The onset of the pandemic led to the economy hitting rock bottom in April, after the nationwide shutdown disrupted international trade, businesses and employment. Meanwhile, Canada’s real gross domestic product (GDP) saw a record dip at an annualized rate of 38.7 per cent in the second quarter of 2020, the sharpest dip in the Canadian economy since the initiation of the series began in 1961.

The Financial System Review 2020, which is a detailed analysis presented by the Governing Council of the Bank of Canada, assured that the big six Canadian lenders have sturdy capital and mortgage insurance system. Some experts also believe that having suffered and survived times like the Great Recession of 2008-2009 and the downturns of 1981–1982 and 1990–1992, Canada’s banking system is strong enough to weather the pandemic.

Despite the grave numbers, the GDP data for the second quarter of 2020 indicates that the recovery in the economy has been better than expected. The BoC, in its latest press report, predicted that the rebound in the third quarter could be faster than foreseen in its July report. It also said that with core funding markets performing well, there has been a drop in the usage of the BoC’s short-term liquidity programs.

Canada’s Inflation Levels

Statistics Canada report of the second quarter GDP showed a record 13.1 per cent drop in household spending. This was an obvious after-effect of job loss, closure of non-essential businesses and people tending to limit their expenditure to necessities amid the pandemic. According to the central banks’ July monetary policy report, the drop in the prices of goods and services that were no longer in demand, such as gasoline, conveyance, clothing, etc, exceeded the rise in prices for products that were in high demand, like food items, cleaning products, etc. This caused a sharp dip in the Consumer Price Index (CPI), causing inflation to fall near zero in the April-May period.

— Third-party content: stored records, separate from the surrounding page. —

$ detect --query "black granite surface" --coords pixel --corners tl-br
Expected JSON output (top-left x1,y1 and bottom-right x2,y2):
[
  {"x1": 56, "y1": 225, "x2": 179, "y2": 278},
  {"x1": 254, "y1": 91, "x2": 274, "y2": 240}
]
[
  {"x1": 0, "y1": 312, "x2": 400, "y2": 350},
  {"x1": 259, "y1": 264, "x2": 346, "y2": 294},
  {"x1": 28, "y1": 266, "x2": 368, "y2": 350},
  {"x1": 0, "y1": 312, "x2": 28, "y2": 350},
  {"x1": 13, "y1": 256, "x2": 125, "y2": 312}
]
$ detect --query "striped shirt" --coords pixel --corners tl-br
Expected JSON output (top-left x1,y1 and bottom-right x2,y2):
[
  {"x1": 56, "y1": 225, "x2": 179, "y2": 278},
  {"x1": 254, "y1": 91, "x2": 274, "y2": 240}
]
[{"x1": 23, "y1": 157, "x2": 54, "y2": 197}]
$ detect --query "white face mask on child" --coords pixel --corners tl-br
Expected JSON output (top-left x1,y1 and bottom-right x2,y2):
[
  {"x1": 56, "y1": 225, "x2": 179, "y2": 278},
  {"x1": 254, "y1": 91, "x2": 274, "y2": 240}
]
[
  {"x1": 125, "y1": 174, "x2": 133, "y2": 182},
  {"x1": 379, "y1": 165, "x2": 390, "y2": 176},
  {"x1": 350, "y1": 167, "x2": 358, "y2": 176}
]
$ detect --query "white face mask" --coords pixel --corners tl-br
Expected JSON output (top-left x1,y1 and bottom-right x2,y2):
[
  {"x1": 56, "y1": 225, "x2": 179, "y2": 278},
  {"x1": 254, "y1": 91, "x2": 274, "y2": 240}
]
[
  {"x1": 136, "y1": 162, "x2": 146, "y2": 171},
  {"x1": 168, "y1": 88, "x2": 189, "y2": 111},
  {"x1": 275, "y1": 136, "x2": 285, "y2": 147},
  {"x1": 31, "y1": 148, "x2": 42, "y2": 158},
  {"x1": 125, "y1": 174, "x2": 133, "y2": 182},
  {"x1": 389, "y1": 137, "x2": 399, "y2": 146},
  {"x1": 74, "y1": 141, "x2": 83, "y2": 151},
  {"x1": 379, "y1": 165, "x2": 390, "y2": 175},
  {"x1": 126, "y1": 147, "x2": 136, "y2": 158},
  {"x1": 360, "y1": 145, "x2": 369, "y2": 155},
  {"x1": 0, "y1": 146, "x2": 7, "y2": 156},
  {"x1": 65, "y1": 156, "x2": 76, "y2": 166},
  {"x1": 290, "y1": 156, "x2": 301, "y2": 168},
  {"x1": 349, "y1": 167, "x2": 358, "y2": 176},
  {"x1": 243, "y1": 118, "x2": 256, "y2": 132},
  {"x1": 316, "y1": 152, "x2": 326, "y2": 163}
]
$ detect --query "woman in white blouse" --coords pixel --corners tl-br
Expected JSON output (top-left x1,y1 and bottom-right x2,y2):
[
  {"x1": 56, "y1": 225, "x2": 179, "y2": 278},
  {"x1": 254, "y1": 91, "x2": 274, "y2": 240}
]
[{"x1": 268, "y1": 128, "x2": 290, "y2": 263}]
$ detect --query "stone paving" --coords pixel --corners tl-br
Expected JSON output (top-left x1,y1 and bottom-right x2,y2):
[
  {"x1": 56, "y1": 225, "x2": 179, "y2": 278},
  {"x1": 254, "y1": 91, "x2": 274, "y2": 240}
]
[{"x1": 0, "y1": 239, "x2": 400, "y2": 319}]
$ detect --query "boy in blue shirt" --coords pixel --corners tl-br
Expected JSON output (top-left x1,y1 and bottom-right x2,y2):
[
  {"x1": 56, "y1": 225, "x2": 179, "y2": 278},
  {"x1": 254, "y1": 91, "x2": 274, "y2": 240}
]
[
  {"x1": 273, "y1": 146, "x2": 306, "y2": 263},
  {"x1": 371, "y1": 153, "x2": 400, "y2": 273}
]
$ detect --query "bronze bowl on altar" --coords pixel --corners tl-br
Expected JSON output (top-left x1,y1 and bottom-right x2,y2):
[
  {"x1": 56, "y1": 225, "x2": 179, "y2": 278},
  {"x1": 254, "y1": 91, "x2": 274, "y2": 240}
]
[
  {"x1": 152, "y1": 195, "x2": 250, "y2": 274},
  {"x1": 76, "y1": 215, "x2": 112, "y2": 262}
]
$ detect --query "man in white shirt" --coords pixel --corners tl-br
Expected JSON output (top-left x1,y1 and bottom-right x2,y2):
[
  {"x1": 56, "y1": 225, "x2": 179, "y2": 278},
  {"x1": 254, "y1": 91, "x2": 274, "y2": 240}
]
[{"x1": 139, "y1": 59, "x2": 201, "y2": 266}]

The CPI inflation is still close to zero, says the central bank, and the fall in the prices of energy and travel services is pressing down upon the inflation. Meanwhile, its core inflation measure ranged between 1.3 percent and 1.9 percent in the August-September period.

The BoC expects this fall in prices to press down inflation till early 2021. After that, depending on the rate at which business recovers, there is a chance of a muted inflation.

High Fiscal Deficit

The Bank of Canada took many policy measures, such as deferred payments on mortgages and loan balances, to ease the pressure of the pandemic on people. Canada’s fiscal deficit also saw a record high ofover C$ 343 billion in its bid to accommodate the COVID-related support programs.

Before his exit from the Cabinet, former Finance Minister Bill Morneau and Prime Minister Justin Trudeau is said to have butted heads over the latter’s coronavirus-related policies and the rising deficit it was adding to. Trudeau’s push for environment-friendly projects in the 2021 budget and the Ottawa government’s expenditure on COVID-related programs had also faced a pushback from Morneau.

While the government’s spending offers support to the people through the COVID-19 crisis and helps the economy heal, experts feel that it will also expand the already-high deficit.

Prorogation of the Parliament

Shortly after the swearing-in of Finance Minister Chrystia Freeland last month, Prime Minister Trudeau announced the prorogation of the Canadian Parliament until September 23. He later denied media speculation that this decision was taken to cause an election in October.

A prorogation essentially means that bills that are in the pipeline expire, although they can be started again later. When Trudeau called to prorogate the Parliament, the decision was met with much pushback as many COVID-related programs were still in the pipeline. Some reports said that the Prime Minister made this move in order to cover up the WE Charity scandal.

Trudeau, in the wake of the announcement, said it was not a responsible move to go on with the government's recovery plan regarding the pandemic without the House of Commons’ approval. However, he also told the reporters that a hike in interest rates is the “last thing Canadians need”.